Difficile de trouver les mots lorsqu’une complice et amie aussi proche vient à disparaître.
Dans le cadre du programme de recherche Play>Urban, les résidences des Scénos Urbaines et dans des projets plus personnels, nous travaillons depuis le milieu des années 2000 avec Dominique Malaquais. C’est à Douala que la connexion s’est faite par l’intermédiaire des artistes du Cercle Kapsiki, Hervé Yamguen et Hervé Youmbi. Dominique a publié un texte parlant des traces immatérielles de la résidence, laissées chez les habitants du quartier de New Bell, où elle s’était déroulée. Ce texte a été essentiel à la constitution même du projet, car il répondait d’emblée à une question depuis récurrente : quelles traces (sous-entendu, tangibles) laissez-vous une fois partis ? Ce à quoi les habitants répondaient fort bien : on a envie d’autres projets, d’autres événements, on a envie que notre quartier vive.
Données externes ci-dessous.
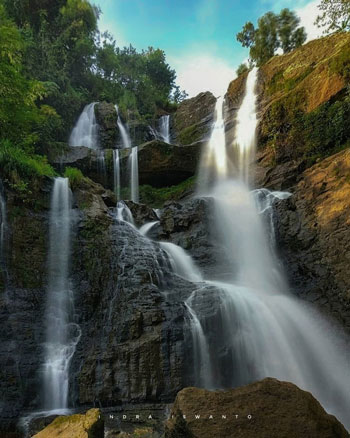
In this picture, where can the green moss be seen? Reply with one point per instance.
(74, 175)
(156, 197)
(341, 64)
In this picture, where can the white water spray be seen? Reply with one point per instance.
(264, 331)
(134, 174)
(214, 162)
(85, 132)
(126, 142)
(62, 334)
(246, 124)
(116, 173)
(3, 231)
(164, 128)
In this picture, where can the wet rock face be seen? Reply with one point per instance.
(162, 164)
(313, 235)
(130, 309)
(277, 409)
(88, 425)
(193, 119)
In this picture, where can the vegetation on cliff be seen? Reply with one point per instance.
(53, 61)
(274, 31)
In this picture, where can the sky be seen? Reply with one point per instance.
(198, 36)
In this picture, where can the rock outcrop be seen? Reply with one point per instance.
(163, 165)
(193, 119)
(107, 117)
(313, 235)
(89, 425)
(265, 409)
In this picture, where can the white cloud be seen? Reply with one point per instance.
(202, 72)
(308, 14)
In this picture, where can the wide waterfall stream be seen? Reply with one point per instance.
(260, 329)
(62, 334)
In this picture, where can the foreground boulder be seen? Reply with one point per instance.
(277, 409)
(89, 425)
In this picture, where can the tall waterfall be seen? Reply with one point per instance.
(246, 124)
(264, 330)
(126, 142)
(116, 173)
(134, 174)
(85, 132)
(3, 232)
(214, 161)
(164, 128)
(62, 334)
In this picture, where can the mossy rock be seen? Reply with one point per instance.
(89, 425)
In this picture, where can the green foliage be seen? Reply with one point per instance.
(294, 134)
(19, 166)
(156, 197)
(341, 64)
(273, 32)
(242, 68)
(74, 175)
(335, 15)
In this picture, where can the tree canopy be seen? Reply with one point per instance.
(335, 15)
(273, 31)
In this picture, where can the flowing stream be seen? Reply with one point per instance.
(62, 334)
(3, 233)
(116, 173)
(164, 128)
(85, 132)
(134, 174)
(260, 329)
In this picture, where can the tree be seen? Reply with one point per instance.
(242, 68)
(273, 32)
(335, 16)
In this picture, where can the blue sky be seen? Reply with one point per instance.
(198, 36)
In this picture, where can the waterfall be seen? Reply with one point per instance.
(3, 232)
(126, 142)
(123, 213)
(134, 175)
(246, 124)
(147, 227)
(164, 128)
(85, 132)
(116, 173)
(62, 334)
(261, 329)
(214, 162)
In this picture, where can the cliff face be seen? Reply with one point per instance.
(304, 111)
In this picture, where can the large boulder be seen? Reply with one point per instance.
(265, 409)
(162, 165)
(88, 425)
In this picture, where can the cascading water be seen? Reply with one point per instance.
(62, 334)
(246, 124)
(164, 128)
(264, 331)
(85, 132)
(126, 142)
(116, 173)
(3, 232)
(214, 162)
(134, 174)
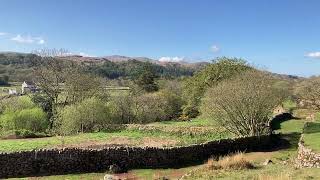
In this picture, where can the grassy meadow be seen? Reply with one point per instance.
(159, 134)
(281, 167)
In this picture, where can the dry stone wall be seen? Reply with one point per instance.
(63, 161)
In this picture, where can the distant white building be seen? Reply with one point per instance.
(28, 86)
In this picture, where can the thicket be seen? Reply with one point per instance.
(244, 104)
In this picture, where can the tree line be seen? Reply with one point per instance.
(72, 100)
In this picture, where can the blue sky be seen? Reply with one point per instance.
(282, 36)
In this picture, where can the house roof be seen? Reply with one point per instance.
(29, 83)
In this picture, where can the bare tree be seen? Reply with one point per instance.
(243, 105)
(61, 81)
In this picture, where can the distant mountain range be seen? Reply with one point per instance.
(119, 58)
(17, 65)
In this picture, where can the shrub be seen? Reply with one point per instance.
(88, 115)
(231, 162)
(33, 120)
(121, 109)
(159, 106)
(243, 105)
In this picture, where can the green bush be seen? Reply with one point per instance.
(243, 105)
(159, 106)
(88, 115)
(33, 120)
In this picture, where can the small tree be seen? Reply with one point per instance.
(243, 105)
(88, 115)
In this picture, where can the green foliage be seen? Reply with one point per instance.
(88, 115)
(195, 86)
(121, 108)
(243, 105)
(308, 91)
(32, 119)
(4, 79)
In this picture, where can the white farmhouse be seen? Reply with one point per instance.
(28, 86)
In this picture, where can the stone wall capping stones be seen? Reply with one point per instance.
(84, 160)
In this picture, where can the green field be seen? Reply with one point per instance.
(311, 136)
(282, 166)
(162, 134)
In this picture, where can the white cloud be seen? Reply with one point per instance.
(171, 59)
(28, 39)
(313, 54)
(214, 48)
(84, 54)
(41, 41)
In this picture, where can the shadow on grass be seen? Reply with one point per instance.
(278, 119)
(311, 127)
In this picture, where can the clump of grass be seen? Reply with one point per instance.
(231, 162)
(274, 177)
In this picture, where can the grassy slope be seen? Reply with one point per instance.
(165, 131)
(312, 136)
(281, 168)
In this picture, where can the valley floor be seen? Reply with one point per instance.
(281, 167)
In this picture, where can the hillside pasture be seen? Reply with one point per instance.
(160, 134)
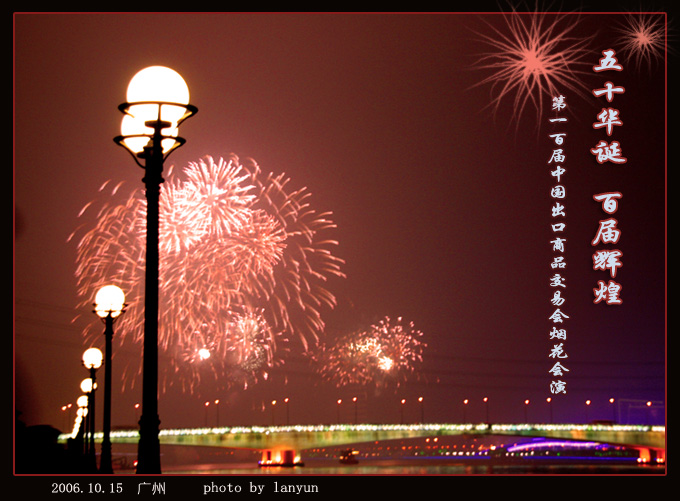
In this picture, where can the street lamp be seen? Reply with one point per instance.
(81, 421)
(157, 103)
(109, 304)
(92, 360)
(526, 406)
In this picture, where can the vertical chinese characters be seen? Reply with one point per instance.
(608, 233)
(558, 226)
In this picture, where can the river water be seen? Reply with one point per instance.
(417, 466)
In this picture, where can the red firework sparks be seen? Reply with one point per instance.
(534, 57)
(243, 269)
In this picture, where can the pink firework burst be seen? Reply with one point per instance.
(534, 58)
(387, 353)
(244, 265)
(644, 38)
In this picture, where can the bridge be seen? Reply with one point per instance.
(280, 444)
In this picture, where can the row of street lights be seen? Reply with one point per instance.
(157, 103)
(109, 304)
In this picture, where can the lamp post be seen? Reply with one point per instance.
(157, 103)
(109, 304)
(526, 414)
(92, 360)
(81, 420)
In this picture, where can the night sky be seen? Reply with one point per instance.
(442, 203)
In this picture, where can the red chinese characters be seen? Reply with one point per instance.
(558, 225)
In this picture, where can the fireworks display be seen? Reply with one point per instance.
(243, 269)
(644, 38)
(387, 353)
(534, 58)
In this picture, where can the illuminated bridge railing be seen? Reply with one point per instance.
(301, 437)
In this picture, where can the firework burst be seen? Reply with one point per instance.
(387, 353)
(644, 38)
(534, 58)
(243, 269)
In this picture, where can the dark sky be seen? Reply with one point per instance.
(442, 206)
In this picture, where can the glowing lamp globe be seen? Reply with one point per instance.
(82, 402)
(92, 358)
(154, 93)
(109, 299)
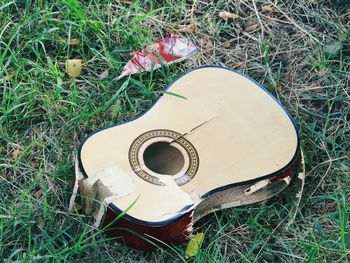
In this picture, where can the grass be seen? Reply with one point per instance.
(44, 115)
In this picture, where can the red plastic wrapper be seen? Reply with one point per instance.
(166, 51)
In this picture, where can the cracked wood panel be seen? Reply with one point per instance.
(238, 130)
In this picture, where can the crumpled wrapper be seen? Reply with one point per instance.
(166, 51)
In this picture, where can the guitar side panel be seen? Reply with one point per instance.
(136, 235)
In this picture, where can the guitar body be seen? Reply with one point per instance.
(221, 141)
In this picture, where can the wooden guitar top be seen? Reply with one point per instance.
(223, 130)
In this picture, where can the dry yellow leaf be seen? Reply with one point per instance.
(126, 2)
(73, 67)
(194, 245)
(268, 8)
(17, 150)
(227, 15)
(104, 74)
(188, 29)
(38, 194)
(74, 42)
(206, 43)
(252, 27)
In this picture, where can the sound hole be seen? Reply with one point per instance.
(162, 158)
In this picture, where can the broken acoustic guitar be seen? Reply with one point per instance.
(223, 141)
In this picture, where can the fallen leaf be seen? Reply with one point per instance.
(228, 43)
(73, 67)
(116, 108)
(38, 194)
(252, 27)
(206, 43)
(227, 15)
(188, 29)
(8, 77)
(74, 42)
(268, 8)
(126, 2)
(332, 48)
(268, 20)
(104, 74)
(18, 149)
(194, 245)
Nous nous sommes alors rencontrés à Paris. Ce fut important car à ce moment-là, 2005, les débats en France étaient le plus souvent simplistes et ignorants, encombrés de clichés coloniaux, en ce qui concerne la relation aux sud[s]. Elle était alors l’une des rares en France avec son bagage venu des États Unis, son parcours, son expérience des contextes, à pouvoir porter un regard aussi précis, radical ET nuancé, sur les possibles d’une relation avec les contextes africains en particulier, que nous découvrions encore, et pour lesquels notre intérêt était souvent caricaturé.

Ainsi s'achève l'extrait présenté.